Monthly Archives: September 2017

Navy Medicine in Araby (Episode 5)

This is instalment 5 of a series of 7, wherein I endeavor to contrast medical care of sailors of the 19th century with that of today.

Before I discuss our Navy’s medical assets, I must discuss the concept of Levels, Echelons or Roles of Care in today’s combat casualty care environment. Combat casualty care has evolved significantly since the Barbary Wars. The Napoleonic surgeon Larrey made a significant first step toward modernity when he established a system of horse-drawn “flying ambulances” to move casualties – who heretofore may have lain for days in the field without care, food or water – to facilities where prompt care of their wounds could be given. Modern combat casualty care started in the U.S. Army during the Civil War as a result of a series of reforms brought forth by the Lincoln-appointed Sanitary Commission led by Frederick Olmstead. Basing many of its recommendation on learnings from the Crimean War, the Commission and the Army built hospitals, established a system of evaluation of prospective Army doctors (the Navy already had such a system in place) and provided supplies and equipment.

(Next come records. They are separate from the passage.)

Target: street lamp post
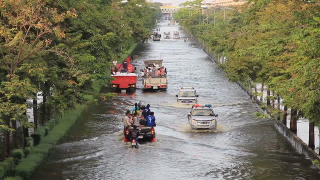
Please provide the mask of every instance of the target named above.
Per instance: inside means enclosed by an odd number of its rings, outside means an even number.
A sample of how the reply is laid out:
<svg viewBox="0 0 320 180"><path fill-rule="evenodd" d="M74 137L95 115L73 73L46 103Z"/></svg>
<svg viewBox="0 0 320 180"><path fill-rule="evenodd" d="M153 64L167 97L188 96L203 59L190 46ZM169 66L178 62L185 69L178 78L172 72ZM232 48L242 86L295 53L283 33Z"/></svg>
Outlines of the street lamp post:
<svg viewBox="0 0 320 180"><path fill-rule="evenodd" d="M194 6L198 7L199 5L198 4L194 4ZM198 8L198 10L200 10L200 8ZM199 25L201 24L201 11L199 10Z"/></svg>

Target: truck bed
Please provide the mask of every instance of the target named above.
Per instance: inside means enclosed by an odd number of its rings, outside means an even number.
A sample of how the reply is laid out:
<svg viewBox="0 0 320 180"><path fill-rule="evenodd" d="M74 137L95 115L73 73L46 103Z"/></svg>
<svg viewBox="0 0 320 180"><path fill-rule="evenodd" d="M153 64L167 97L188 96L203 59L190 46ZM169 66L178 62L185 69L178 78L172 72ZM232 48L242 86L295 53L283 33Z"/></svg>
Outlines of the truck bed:
<svg viewBox="0 0 320 180"><path fill-rule="evenodd" d="M129 84L136 84L136 76L113 76L112 77L116 80L111 80L111 84L118 85L118 88L129 88Z"/></svg>

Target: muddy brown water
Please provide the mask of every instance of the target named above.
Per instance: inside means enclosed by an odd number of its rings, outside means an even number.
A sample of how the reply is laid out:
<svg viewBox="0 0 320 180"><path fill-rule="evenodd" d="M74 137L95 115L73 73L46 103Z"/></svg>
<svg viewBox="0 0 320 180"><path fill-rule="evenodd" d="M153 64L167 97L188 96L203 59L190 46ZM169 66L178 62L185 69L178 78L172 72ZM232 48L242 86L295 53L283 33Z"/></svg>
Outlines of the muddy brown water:
<svg viewBox="0 0 320 180"><path fill-rule="evenodd" d="M164 58L166 92L144 92L141 78L134 94L121 94L89 107L60 143L50 151L34 180L320 180L311 161L278 132L272 122L257 118L259 108L178 26L158 24L162 34L179 30L180 40L140 46L144 59ZM211 104L215 131L190 130L190 106L176 102L182 86L193 86L199 104ZM157 140L132 148L123 142L122 118L136 102L154 112Z"/></svg>

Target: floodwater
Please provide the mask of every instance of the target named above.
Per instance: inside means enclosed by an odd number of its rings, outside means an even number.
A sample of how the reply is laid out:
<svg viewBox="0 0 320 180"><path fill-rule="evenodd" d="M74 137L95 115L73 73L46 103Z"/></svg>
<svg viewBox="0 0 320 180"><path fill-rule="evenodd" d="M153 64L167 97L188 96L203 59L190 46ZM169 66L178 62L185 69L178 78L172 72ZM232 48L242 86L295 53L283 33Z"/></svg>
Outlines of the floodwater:
<svg viewBox="0 0 320 180"><path fill-rule="evenodd" d="M270 120L258 118L257 105L179 27L158 24L162 34L179 30L180 40L142 44L143 60L163 58L166 92L144 92L138 78L134 94L119 94L89 107L70 132L50 150L32 180L319 180L311 161L298 153ZM182 86L196 88L199 104L211 104L215 131L190 130L190 107L177 104ZM156 142L138 149L124 142L122 120L135 102L150 104L156 118Z"/></svg>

Under this system, Army Surgeon Jonathan Letterman established an ambulance corps to effect prompt evacuation of field casualties to facilities in the rear; he also established an early system of echelons of care with field dressing stations on the battlefield, field hospitals for definitive surgery located in nearby homes, churches or barns, and larger hospitals in the rear for longer term treatment. While more advanced surgical technique and evacuation by ambulance were utilized in World War I, it wasn’t until World War II that an appreciation of the need for rapid surgical intervention in injured soldiers was institutionalized with the development of mobile surgical teams attached to division level field hospitals. Shortly after our entry into the war, it became clear that transfusion of flood was an essential element in the resuscitation and ongoing management of men who suffered extensive wounding, and the robust system of blood collection that I described earlier was implemented. In the Korean War, an emphasis on the treatment of shock with IV fluids and transfusions saved many additional lives, and the forward care surgical facilities referred to as MASH units plus the use of helicopters for casualty movement further improved outcomes for injured warriors. During the Vietnam war, emphasis was put on shortening the time from injury to surgical care by keeping medical facilities close to the area of combat and by using helicopter transport.